Flexible Lignin-based hydrogels with Self-healing and adhesive ability driven by noncovalent interactions

Abstract Flexible and adhesive hydrogels with self-healing abilities have great potential in various fields. In the present study, a new type of self-healing and adhesive hydrogel driven by noncovalent interactions including hydrogen bonds and hydrophobic interactions was readily constructed by mixing lignosulfonate (LS) and polyvinylpyrrolidone (PVP) in water. When the pH value was adjusted to neutral, LS aggregated to form rigid noncovalent junctions and PVP associated with these domains to form a flexible network.
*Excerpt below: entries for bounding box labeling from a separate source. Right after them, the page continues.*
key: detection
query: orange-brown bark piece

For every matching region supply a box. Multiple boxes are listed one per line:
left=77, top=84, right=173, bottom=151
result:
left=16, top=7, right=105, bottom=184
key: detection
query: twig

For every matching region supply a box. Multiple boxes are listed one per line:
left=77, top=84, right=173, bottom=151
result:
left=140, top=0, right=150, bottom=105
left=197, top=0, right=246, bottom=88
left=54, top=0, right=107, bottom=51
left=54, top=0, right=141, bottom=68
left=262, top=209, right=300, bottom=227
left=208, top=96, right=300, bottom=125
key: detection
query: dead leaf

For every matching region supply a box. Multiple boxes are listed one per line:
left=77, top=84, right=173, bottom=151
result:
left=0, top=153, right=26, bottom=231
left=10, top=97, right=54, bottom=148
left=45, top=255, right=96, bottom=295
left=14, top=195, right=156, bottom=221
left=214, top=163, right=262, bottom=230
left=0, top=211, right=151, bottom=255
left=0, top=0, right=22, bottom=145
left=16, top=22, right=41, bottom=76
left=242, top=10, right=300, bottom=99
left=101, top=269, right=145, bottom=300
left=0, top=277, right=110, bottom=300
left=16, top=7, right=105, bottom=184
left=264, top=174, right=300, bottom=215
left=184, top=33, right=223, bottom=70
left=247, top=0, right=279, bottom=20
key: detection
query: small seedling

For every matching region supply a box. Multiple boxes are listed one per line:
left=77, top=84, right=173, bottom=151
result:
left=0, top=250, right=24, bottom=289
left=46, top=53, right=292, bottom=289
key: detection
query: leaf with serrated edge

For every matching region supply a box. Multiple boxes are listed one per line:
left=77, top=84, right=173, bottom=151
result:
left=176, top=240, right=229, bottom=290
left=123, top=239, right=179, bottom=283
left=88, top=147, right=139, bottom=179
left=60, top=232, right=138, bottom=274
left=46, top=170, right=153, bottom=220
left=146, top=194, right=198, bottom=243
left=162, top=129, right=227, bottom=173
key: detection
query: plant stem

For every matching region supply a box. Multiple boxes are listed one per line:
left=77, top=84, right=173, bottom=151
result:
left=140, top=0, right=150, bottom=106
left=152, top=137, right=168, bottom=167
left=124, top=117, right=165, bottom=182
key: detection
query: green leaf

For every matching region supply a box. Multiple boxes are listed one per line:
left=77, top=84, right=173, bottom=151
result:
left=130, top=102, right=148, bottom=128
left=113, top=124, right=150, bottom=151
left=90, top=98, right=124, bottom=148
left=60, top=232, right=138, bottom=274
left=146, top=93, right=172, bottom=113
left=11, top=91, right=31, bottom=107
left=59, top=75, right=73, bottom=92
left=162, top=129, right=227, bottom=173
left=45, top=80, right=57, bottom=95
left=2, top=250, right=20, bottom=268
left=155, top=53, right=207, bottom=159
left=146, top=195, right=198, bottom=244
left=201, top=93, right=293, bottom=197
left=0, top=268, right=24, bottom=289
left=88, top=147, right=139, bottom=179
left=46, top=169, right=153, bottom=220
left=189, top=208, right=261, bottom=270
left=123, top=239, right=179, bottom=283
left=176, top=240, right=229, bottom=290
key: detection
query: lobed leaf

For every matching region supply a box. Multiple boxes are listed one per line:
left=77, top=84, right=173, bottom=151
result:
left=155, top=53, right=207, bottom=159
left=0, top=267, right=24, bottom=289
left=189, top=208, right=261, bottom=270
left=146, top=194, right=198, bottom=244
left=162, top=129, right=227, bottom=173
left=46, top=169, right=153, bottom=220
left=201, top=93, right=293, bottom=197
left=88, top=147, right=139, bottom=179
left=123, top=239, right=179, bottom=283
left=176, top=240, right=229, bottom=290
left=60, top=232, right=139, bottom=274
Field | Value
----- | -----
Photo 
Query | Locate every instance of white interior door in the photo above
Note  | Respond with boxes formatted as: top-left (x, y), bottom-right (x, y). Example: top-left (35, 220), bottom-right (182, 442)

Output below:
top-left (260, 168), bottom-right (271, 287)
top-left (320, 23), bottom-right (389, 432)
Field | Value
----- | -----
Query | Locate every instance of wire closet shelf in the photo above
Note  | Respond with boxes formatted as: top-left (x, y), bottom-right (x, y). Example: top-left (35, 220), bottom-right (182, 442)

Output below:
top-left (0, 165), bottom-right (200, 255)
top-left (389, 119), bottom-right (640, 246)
A series of hydrogels were obtained by altering the concentrations of LS and PVP. Owing to the unique structure and dynamic and reversible characteristics of the gelation mechanism, the hydrogel exhibited good toughness, and self-healing ability. The abundant active groups and improved cohesion endowed the LS/PVP composite (LPC) hydrogel with good adhesive ability to various substrates. In addition, the LPC hydrogel exhibited excellent biocompatibility. Collectively, these advanced properties allowed the hydrogel to be successfully applied as a hemostatic agent to treat organ injuries. This work provides a new platform for multifunctional lignin-based hydrogel which could be applied in biomaterials.